A lump of coal for the BMC
| “They are not interested in health care for poor people like us.” |
Christmas is the season for joy and generosity, but Scrooge is an ever-menacing presence lurking in the shadows. Charles Dickens’ famed story “A Christmas Carol” has taught us that Scrooge’s victims are most assuredly society’s poor and powerless.
In Dickens’ 19th century England, old Scrooge stepped forward and did his dirty work himself. Matters are a bit more sophisticated 200 years later. Scrooge can now take refuge beneath the golden dome of the State House and assign his henchmen (or women) to carry out his nefarious schemes.

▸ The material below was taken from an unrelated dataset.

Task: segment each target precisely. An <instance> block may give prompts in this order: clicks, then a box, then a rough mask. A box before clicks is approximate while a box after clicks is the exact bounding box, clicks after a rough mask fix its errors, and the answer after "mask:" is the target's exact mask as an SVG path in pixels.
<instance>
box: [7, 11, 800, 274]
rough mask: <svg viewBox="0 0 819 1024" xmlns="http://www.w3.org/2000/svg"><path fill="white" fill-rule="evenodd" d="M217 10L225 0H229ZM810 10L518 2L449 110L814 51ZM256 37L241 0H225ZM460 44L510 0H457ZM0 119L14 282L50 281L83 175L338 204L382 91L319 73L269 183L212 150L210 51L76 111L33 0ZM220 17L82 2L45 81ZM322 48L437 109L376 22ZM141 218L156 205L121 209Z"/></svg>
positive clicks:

Fortunately for Scrooge, some of his acolytes seem to revel in their unpleasant tasks; fortunately for them, the state budget crisis has created multiple opportunities to be abusive. Dr. JudyAnn Bigby, the secretary of health and human services, has been inspired to take this opportunity to dismantle the state’s safety net hospitals. She seems to have adopted the motto, “Never let a crisis go to waste.”
The problem is that the nationally touted universal health insurance plan in Massachusetts is beginning to disintegrate under financial pressure. The funds provided were never adequate, and additional cutbacks threaten to cause the whole system to collapse. Now comes Secretary Bigby to the rescue.
Her first step was to refuse to pay Boston Medical Center (BMC) $64 million for health care provided last year to low-income patients. According to an agreement with the state, these funds are always paid retroactively. Because of that binding agreement, Bigby will likely be unsuccessful in her efforts.
Not to be undone in her Scrooge-like duties, the secretary has also proposed $114 million in budget cuts for next year. This is an obvious attempt to make it impossible for the staff at BMC to achieve its objective of “exceptional care without exception.” Perhaps Bigby has a sinister wish for the quality of care at BMC to erode, so patients would go elsewhere and the cost of treating low-income individuals would be more widely distributed.
The financial problem at safety net hospitals is easy to understand, and very easy for some to ignore because it involves the poor — a prime target of Scrooge tactics. At BMC, 51 percent of the patients have low incomes and 31 percent are on Medicaid. The problem with Medicaid is that hospitals are paid only 64 percent of the cost of the medical care. In the more financially stable past, government supplemental payments made up the difference.
In other university teaching hospitals, only between 7 percent and 11 percent of the patients are on Medicaid. The normal reimbursement for medical care by health insurance is 105 percent of costs, or more in some cases. So there is a built-in cushion in the payment system to accommodate a modest number of Medicaid patients.
Another problem at safety net hospitals is that patients miss about 30 percent of their appointments, a rate 50 percent higher than other hospitals. This is because low-income patients are often hourly workers who cannot always get time off, or have transportation problems or family emergencies. Missed appointments are a lost revenue-earning opportunity for hospitals.
Rather than degrading the care at BMC for lack of funds, a better approach that is more consistent with the Christmas spirit is to require hospitals to pay a stipulated sum into a fund if they did not treat a required number of Medicaid patients. That money would then be distributed to the safety net hospitals. This sounds like déjà vu, but it is more in the Christmas spirit.
Such a simple plan could possibly bring a seasonally appropriate smile to Scrooge’s countenance. But it would probably not please Secretary Bigby.